Next Car Game – sukces wczesnej wersji na Steam Early Access uratował studio Bugbear przed bankructwem
Znane z Rally Trophy, Ridge Racer Unbounded oraz serii FlatOut studio Bugbear Entertainment zdradziło, że kilka miesięcy temu groziło mu bankructwo. Przed tym losem firmę uratowało pójście drogą deweloperów niezależnych oraz rozpoczęcie sprzedaży wczesnej wersji gry Next Car Game w ramach Steam Early Access.
O tym, że sprzedawana w ramach Steam Early Access wczesna wersja gry wyścigowej Next Car Game okazała się sporym sukcesem wiemy już od ładnych kilku miesięcy. Jednak dopiero teraz twórcy zdradzili, jak blisko byli bankructwa zanim ten przebój uratował ich firmę. W serwisie Helsingin Sanomat ukazał się artykuł opisujący całą tę historię. Okazuje się, że kondycja finansowa studia Bugbear była do niedawna tragiczna. Powodem tego był fakt, że wydawca ich poprzedniej gry (nie podano konkretów, ale może tu chodzić o japońskie Namco Bandai) nie wypłacił zespołowi setek tysięcy euro, które należały mu się według kontraktu. W rezultacie deweloper nie był w stanie zapłacić podatków. Sytuacja stała się w pewnym momencie tak zła, że fiński urząd skarbowy wystąpił w lutym 2014 roku z wnioskiem o ogłoszenie bankructwa studia Bugbear, licząc ze sprzedaż aktywów firmy umożliwi spłacenie przynajmniej części zobowiązań.
Szefostwo zespołu zdawało sobie sprawę z nadciągających problemów od dawna i Next Car Game miało być sposobem na poradzenie sobie z nimi. Niestety, żaden wydawca nie był gotów sfinansować produkcji tej gry. Twórcy postanowili więc zostać deweloperami niezależnymi i po potrzebne środki udali się na serwis Kickstarter. Niestety, tempo gromadzenia funduszy było zbyt wolne i ostatecznie zbiórkę anulowano.

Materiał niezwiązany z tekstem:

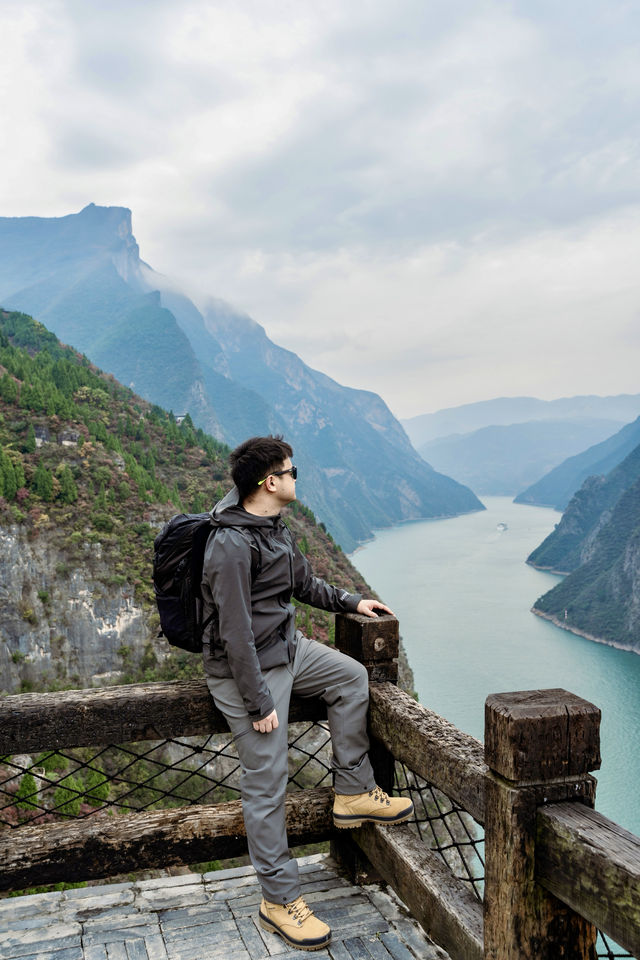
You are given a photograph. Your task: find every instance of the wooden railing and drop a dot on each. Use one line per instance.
(555, 869)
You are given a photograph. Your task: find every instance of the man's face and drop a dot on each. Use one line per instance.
(286, 485)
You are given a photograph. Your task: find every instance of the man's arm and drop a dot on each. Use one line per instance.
(313, 590)
(368, 608)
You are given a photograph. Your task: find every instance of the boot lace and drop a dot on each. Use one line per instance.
(298, 910)
(379, 796)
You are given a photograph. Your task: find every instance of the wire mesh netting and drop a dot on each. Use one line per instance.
(81, 782)
(445, 827)
(165, 773)
(459, 840)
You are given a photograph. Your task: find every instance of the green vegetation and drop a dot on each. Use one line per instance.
(87, 465)
(602, 596)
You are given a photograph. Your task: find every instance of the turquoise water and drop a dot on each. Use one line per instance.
(463, 594)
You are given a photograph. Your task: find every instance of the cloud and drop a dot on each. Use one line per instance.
(394, 190)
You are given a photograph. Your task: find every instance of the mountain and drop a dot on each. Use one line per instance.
(572, 542)
(504, 411)
(89, 472)
(82, 276)
(598, 539)
(557, 487)
(501, 460)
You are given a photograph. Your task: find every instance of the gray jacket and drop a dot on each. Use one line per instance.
(252, 568)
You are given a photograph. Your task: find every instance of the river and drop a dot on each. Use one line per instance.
(463, 594)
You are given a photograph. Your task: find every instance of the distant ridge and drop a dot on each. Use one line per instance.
(598, 543)
(504, 411)
(82, 276)
(557, 487)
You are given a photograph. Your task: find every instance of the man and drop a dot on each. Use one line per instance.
(254, 658)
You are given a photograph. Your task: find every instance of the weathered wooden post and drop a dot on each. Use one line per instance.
(375, 643)
(539, 746)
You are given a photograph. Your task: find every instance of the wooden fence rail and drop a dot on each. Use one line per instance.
(554, 867)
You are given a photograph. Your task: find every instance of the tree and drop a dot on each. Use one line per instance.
(68, 488)
(29, 445)
(43, 483)
(96, 785)
(27, 795)
(68, 796)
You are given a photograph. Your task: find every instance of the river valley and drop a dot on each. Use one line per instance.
(463, 594)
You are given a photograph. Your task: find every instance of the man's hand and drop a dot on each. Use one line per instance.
(368, 607)
(267, 724)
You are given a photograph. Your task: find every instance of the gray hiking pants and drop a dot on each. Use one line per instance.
(343, 684)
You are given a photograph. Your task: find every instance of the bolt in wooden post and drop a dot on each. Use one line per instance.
(539, 746)
(375, 643)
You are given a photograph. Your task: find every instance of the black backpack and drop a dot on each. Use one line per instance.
(177, 574)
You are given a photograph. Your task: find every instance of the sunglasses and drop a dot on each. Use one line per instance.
(279, 473)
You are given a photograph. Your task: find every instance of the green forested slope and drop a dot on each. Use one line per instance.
(602, 597)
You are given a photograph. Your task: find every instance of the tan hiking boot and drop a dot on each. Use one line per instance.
(295, 923)
(372, 807)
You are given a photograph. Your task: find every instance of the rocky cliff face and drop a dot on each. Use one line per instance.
(82, 277)
(600, 599)
(64, 626)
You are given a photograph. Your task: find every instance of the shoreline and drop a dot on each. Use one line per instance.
(582, 633)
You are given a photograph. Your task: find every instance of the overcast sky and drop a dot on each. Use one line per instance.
(435, 200)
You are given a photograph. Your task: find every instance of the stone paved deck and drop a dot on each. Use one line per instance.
(206, 917)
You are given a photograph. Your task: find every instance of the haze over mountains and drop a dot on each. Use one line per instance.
(82, 276)
(505, 446)
(597, 543)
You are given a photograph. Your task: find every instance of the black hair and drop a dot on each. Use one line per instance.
(255, 459)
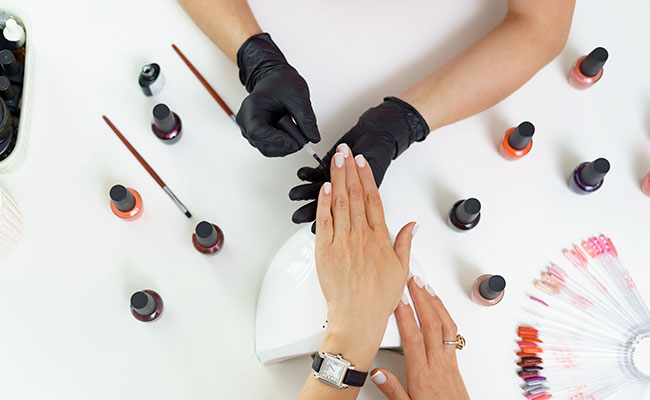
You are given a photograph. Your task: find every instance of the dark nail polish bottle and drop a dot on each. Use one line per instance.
(12, 68)
(10, 94)
(208, 238)
(589, 176)
(517, 141)
(151, 79)
(126, 203)
(166, 124)
(588, 69)
(7, 131)
(146, 305)
(465, 214)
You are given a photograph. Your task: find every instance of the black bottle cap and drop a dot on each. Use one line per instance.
(143, 303)
(521, 136)
(593, 63)
(468, 210)
(163, 118)
(122, 198)
(206, 235)
(8, 63)
(6, 90)
(492, 287)
(594, 172)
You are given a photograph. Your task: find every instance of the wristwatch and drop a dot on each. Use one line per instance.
(335, 371)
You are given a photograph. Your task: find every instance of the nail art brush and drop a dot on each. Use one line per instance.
(285, 123)
(150, 170)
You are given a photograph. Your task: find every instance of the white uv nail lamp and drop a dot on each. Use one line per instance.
(291, 310)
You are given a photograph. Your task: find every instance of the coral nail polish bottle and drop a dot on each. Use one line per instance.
(589, 176)
(645, 185)
(207, 238)
(126, 203)
(588, 69)
(465, 214)
(146, 305)
(517, 141)
(488, 290)
(166, 125)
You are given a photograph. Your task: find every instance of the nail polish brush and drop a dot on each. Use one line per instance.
(286, 123)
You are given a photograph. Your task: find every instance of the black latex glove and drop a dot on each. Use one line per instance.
(381, 135)
(276, 90)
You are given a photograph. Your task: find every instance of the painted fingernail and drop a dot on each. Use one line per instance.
(379, 378)
(339, 159)
(327, 188)
(415, 229)
(343, 148)
(361, 161)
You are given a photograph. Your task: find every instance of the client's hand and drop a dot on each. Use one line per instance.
(431, 367)
(362, 274)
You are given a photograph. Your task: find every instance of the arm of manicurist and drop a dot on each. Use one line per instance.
(530, 36)
(276, 88)
(228, 23)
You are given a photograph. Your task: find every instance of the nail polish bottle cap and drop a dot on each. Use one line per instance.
(594, 172)
(206, 235)
(521, 136)
(492, 287)
(143, 303)
(163, 118)
(468, 210)
(122, 198)
(6, 90)
(8, 62)
(593, 63)
(13, 32)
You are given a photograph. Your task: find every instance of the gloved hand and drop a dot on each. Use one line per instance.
(276, 90)
(381, 135)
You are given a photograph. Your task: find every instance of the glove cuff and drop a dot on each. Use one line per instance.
(258, 56)
(401, 120)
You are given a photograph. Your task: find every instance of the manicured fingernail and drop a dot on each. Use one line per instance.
(327, 188)
(415, 229)
(379, 378)
(339, 159)
(343, 148)
(361, 161)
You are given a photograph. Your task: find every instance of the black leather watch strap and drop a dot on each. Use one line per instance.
(355, 378)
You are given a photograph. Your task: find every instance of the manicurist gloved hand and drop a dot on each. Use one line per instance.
(381, 135)
(276, 90)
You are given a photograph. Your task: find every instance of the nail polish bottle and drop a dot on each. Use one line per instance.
(10, 94)
(465, 214)
(7, 131)
(146, 305)
(488, 290)
(645, 185)
(14, 36)
(517, 141)
(166, 125)
(126, 203)
(151, 80)
(588, 69)
(207, 238)
(589, 176)
(12, 68)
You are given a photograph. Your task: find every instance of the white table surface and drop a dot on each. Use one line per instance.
(66, 330)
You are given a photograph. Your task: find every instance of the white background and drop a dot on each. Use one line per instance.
(65, 326)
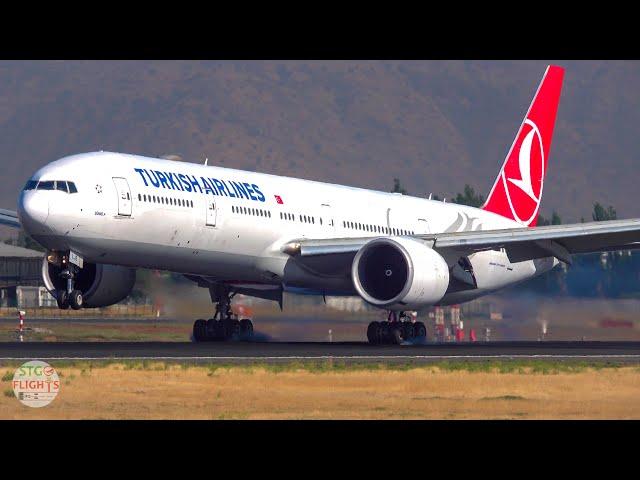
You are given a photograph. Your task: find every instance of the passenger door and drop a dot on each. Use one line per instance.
(212, 213)
(422, 227)
(124, 196)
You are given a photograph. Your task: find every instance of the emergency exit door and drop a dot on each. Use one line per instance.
(124, 196)
(211, 213)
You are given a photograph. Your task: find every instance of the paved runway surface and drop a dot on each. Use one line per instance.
(232, 352)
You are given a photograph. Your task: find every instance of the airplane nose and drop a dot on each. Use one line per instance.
(33, 211)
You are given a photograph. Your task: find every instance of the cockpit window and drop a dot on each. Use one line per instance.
(31, 185)
(61, 185)
(48, 185)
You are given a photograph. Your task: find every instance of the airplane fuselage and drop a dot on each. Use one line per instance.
(230, 225)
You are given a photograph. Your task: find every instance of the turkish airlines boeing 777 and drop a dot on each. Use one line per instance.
(100, 215)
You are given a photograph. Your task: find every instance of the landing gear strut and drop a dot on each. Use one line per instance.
(395, 330)
(224, 325)
(69, 297)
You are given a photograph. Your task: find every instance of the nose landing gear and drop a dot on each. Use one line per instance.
(69, 297)
(224, 325)
(395, 330)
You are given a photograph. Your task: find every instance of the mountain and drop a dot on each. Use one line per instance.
(436, 125)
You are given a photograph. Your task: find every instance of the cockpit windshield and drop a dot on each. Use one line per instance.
(61, 185)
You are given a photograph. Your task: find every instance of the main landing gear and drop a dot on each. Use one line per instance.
(224, 325)
(69, 297)
(396, 330)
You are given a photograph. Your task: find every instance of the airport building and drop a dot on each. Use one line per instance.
(20, 278)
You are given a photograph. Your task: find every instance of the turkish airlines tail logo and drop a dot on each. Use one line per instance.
(517, 192)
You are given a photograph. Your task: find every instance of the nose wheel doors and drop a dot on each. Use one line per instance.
(124, 196)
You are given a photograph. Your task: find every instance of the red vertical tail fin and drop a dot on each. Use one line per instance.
(517, 192)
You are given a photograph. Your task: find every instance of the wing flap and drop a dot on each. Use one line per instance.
(560, 241)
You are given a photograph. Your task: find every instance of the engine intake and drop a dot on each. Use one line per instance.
(101, 285)
(399, 273)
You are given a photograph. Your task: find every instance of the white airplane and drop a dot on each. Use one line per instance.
(101, 215)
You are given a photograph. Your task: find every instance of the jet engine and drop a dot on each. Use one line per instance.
(101, 285)
(399, 274)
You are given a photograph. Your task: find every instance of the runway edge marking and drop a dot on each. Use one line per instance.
(337, 357)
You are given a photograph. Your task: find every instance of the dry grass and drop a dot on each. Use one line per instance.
(159, 391)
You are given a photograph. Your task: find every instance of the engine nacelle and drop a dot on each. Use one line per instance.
(399, 274)
(101, 285)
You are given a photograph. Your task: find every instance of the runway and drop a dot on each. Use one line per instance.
(353, 352)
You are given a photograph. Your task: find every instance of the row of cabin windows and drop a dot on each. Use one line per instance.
(302, 218)
(61, 185)
(177, 202)
(258, 212)
(376, 228)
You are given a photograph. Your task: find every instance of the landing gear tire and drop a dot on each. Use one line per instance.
(75, 300)
(419, 331)
(408, 331)
(62, 298)
(200, 331)
(246, 329)
(396, 334)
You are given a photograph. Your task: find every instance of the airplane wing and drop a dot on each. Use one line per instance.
(560, 241)
(7, 217)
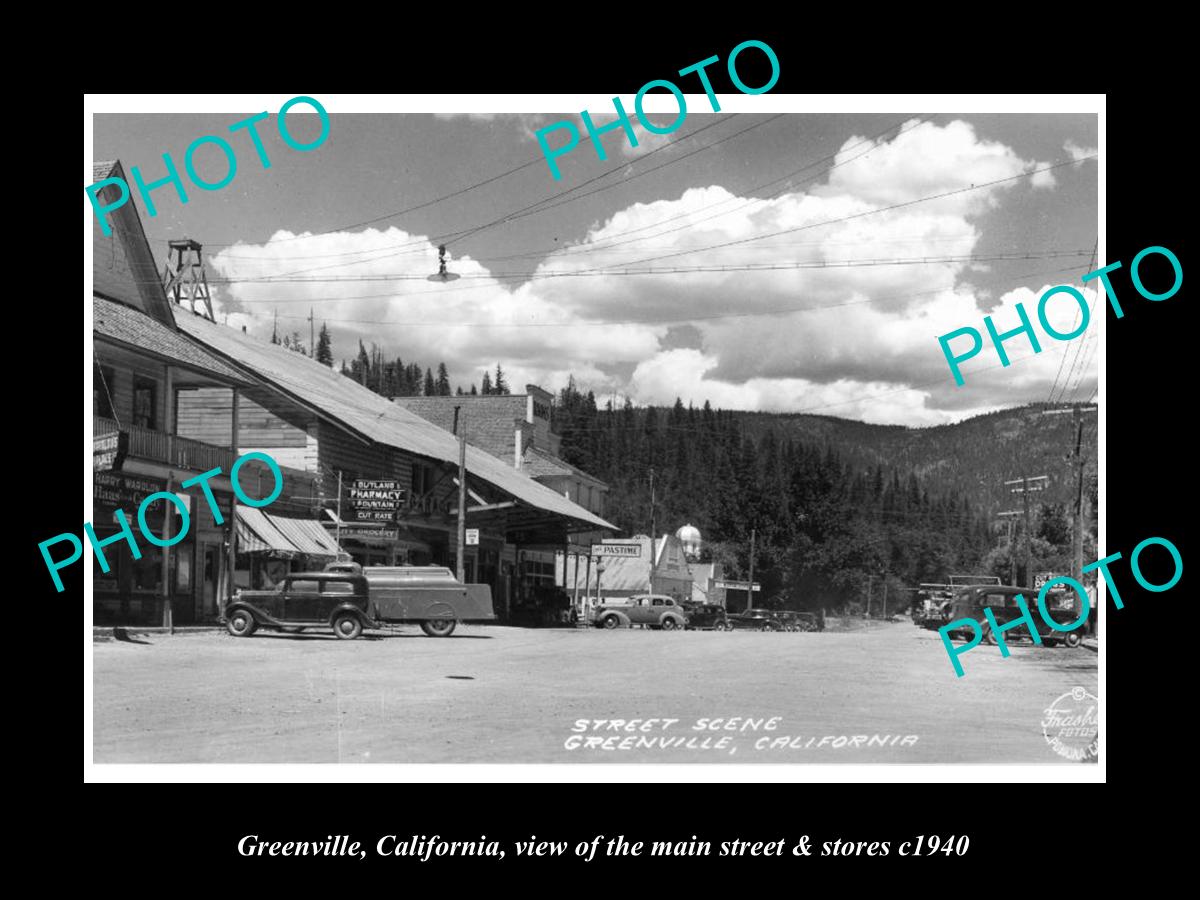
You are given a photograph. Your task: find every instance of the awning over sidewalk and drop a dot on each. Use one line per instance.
(259, 532)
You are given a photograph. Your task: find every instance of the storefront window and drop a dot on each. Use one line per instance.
(144, 405)
(101, 391)
(147, 574)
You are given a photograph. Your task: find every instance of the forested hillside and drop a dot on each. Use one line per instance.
(834, 504)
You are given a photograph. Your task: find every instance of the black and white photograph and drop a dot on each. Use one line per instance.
(459, 435)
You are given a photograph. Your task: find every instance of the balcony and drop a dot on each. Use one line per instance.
(160, 447)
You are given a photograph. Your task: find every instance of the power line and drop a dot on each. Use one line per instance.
(868, 213)
(671, 270)
(685, 317)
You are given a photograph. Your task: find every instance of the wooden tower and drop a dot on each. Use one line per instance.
(184, 276)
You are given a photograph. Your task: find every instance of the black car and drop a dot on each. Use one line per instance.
(706, 616)
(301, 600)
(755, 621)
(971, 603)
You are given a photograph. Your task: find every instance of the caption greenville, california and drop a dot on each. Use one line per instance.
(717, 735)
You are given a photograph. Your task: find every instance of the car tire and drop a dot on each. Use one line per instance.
(438, 628)
(240, 623)
(347, 627)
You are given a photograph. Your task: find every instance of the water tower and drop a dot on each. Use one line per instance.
(689, 535)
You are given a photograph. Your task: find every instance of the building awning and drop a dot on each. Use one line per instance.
(259, 532)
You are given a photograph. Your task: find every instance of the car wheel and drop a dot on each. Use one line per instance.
(240, 623)
(438, 628)
(347, 627)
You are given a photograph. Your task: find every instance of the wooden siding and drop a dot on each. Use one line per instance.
(120, 367)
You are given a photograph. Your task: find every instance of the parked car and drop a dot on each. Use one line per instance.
(654, 610)
(429, 595)
(301, 600)
(706, 616)
(970, 604)
(756, 621)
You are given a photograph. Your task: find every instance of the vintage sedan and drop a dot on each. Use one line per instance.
(756, 621)
(303, 600)
(705, 616)
(655, 611)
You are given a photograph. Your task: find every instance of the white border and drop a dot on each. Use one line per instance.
(342, 103)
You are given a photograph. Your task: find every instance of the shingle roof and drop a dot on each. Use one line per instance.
(136, 329)
(372, 415)
(100, 171)
(491, 419)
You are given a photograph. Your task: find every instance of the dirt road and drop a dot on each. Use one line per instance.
(507, 695)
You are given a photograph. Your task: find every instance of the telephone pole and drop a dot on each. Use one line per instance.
(653, 520)
(1011, 516)
(1029, 484)
(750, 580)
(1079, 466)
(460, 427)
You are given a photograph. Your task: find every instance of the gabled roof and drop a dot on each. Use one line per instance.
(370, 414)
(491, 418)
(133, 328)
(123, 265)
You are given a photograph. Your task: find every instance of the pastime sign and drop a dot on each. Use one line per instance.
(617, 550)
(376, 501)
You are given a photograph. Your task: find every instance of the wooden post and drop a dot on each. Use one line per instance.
(461, 429)
(168, 619)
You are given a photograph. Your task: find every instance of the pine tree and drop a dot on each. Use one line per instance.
(324, 347)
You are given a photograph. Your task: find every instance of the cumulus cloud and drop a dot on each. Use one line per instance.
(1078, 153)
(855, 335)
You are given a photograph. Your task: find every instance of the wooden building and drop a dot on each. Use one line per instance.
(139, 369)
(339, 435)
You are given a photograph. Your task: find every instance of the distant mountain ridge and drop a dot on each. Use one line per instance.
(975, 456)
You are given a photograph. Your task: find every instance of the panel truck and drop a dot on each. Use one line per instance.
(348, 599)
(429, 595)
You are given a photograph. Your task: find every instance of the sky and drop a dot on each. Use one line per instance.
(553, 273)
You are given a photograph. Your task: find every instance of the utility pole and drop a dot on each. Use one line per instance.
(750, 580)
(1011, 516)
(653, 519)
(337, 528)
(1029, 484)
(460, 427)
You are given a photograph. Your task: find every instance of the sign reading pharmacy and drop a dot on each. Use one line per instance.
(376, 501)
(736, 586)
(617, 550)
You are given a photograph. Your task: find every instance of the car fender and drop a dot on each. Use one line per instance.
(367, 622)
(261, 617)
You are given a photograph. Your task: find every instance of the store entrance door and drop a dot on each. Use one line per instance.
(210, 569)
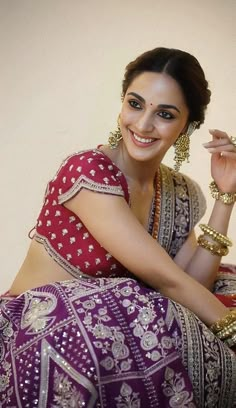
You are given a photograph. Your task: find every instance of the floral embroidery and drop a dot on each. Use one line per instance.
(65, 394)
(174, 388)
(127, 398)
(37, 307)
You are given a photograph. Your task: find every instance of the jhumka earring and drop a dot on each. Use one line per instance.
(115, 137)
(182, 146)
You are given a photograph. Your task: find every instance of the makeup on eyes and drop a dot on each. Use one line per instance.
(160, 106)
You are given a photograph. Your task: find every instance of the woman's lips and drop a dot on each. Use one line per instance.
(142, 141)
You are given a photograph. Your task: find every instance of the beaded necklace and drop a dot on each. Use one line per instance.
(157, 205)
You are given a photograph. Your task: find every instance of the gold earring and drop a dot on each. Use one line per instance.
(115, 137)
(182, 146)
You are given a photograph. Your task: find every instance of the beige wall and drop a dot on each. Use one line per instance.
(61, 68)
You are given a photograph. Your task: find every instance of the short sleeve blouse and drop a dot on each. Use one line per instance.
(62, 233)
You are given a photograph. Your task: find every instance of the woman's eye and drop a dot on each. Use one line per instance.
(165, 115)
(134, 104)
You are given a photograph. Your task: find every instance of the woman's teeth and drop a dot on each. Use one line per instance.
(142, 139)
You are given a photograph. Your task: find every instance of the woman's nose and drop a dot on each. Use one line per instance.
(144, 123)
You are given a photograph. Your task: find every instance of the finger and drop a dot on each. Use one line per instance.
(219, 134)
(217, 142)
(228, 154)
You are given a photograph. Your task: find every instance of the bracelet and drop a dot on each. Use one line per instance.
(226, 198)
(228, 331)
(213, 248)
(231, 342)
(217, 236)
(223, 322)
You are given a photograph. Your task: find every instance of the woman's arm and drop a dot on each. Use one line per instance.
(111, 222)
(199, 262)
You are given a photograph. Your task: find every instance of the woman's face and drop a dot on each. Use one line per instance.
(153, 115)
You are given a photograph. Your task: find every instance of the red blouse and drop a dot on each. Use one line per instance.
(62, 233)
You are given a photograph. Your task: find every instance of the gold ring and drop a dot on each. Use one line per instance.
(233, 140)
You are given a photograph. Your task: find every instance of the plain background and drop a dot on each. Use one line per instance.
(62, 63)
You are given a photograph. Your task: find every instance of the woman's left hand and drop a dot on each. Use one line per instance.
(223, 161)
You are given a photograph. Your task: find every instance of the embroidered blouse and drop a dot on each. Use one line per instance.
(67, 239)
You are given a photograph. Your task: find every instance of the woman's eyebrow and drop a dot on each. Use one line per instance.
(162, 105)
(166, 106)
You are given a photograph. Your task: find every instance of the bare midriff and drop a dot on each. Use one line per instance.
(38, 269)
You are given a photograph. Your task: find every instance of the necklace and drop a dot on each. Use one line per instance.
(157, 204)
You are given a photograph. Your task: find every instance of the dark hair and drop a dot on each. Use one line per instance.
(181, 66)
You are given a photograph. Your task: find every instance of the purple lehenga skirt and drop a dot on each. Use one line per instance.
(109, 343)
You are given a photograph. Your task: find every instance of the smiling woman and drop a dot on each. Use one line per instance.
(113, 305)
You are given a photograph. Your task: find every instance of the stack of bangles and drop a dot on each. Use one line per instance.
(220, 243)
(225, 329)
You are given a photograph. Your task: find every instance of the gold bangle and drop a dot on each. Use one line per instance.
(215, 249)
(217, 236)
(227, 331)
(226, 198)
(223, 322)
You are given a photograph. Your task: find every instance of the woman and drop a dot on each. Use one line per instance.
(125, 332)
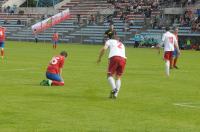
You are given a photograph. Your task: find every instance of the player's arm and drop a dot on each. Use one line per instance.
(177, 46)
(101, 53)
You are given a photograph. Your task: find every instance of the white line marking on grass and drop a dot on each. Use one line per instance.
(18, 69)
(188, 105)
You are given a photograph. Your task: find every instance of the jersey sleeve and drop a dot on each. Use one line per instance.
(107, 44)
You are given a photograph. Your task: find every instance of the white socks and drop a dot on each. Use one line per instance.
(111, 80)
(167, 66)
(118, 85)
(115, 85)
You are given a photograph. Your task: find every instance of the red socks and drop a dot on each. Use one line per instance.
(175, 60)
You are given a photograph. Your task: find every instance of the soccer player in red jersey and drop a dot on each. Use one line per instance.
(2, 39)
(55, 38)
(54, 70)
(117, 62)
(175, 53)
(169, 41)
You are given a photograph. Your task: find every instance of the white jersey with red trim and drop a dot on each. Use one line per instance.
(169, 40)
(116, 47)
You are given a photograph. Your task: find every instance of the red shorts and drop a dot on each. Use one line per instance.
(116, 65)
(168, 55)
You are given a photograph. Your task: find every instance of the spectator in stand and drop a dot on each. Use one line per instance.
(36, 35)
(188, 43)
(19, 22)
(78, 18)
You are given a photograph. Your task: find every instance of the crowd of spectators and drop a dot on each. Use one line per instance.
(9, 9)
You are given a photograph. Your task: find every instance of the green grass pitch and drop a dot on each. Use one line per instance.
(148, 101)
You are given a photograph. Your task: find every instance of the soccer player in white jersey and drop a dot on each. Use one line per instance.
(170, 42)
(117, 62)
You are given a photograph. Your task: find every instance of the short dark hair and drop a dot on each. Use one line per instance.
(167, 28)
(64, 53)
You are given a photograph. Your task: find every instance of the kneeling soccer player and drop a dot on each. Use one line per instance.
(54, 70)
(117, 62)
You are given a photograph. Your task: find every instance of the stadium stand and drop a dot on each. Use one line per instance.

Porażka akcji crowdfundingowej mocno podkopała morale pracowników Bugbear, ale postanowili oni podjąć jeszcze jedną ostatnią próbę ocalenia projektu i całego studia poprzez rozpoczęcie sprzedaży wczesnej wersji gry, wpierw na oficjalnej stronie, a wkrótce potem za pośrednictwem Steam Early Access. Okazało się to strzałem w dziesiątkę. W ciągu tygodnia studio zarobiło na tym milion dolarów, a po dwóch miesiącach kwota ta wzrosła do trzech mln. dolarów. To umożliwiło firmie spłacenie zaległości podatkowych i tym samym uratowało ją przed bankructwem. Obecnie wielu wydawców wyraziło chęć wydania gry, gdy ta będzie już gotowa, ale jednocześnie jej sukces sprawił, że Bugbear ma teraz znacznie lepszą pozycję do negocjacji. Zespół liczy, że wraz z pełną wersją uda mu się sprzedaż przynajmniej pół miliona egzemplarzy Next Car Game.
Przypomnijmy na koniec, że Bugbear Entertainment to studio mające na koncie takie tytuły jak Rally Trophy, Ridge Racer Unbounded oraz przede wszystkim serię FlatOut. To do tego ostatniego cyklu jest Next Car Game najbliżej. W tej grze nie wystarczy bowiem osiągać dobrych wyników czasowych i równie istotne jest zniszczenie samochodów rywali. Umożliwia to silnik, który symuluje zarówno wizualne uszkodzenia pojazdów, jak i ich wpływ na zachowanie maszyn. Obecnie wczesną wersję projektu można nabyć w ramach Steam Early Access za 23,99 euro, czyli w przeliczeniu niecałe 101 zł.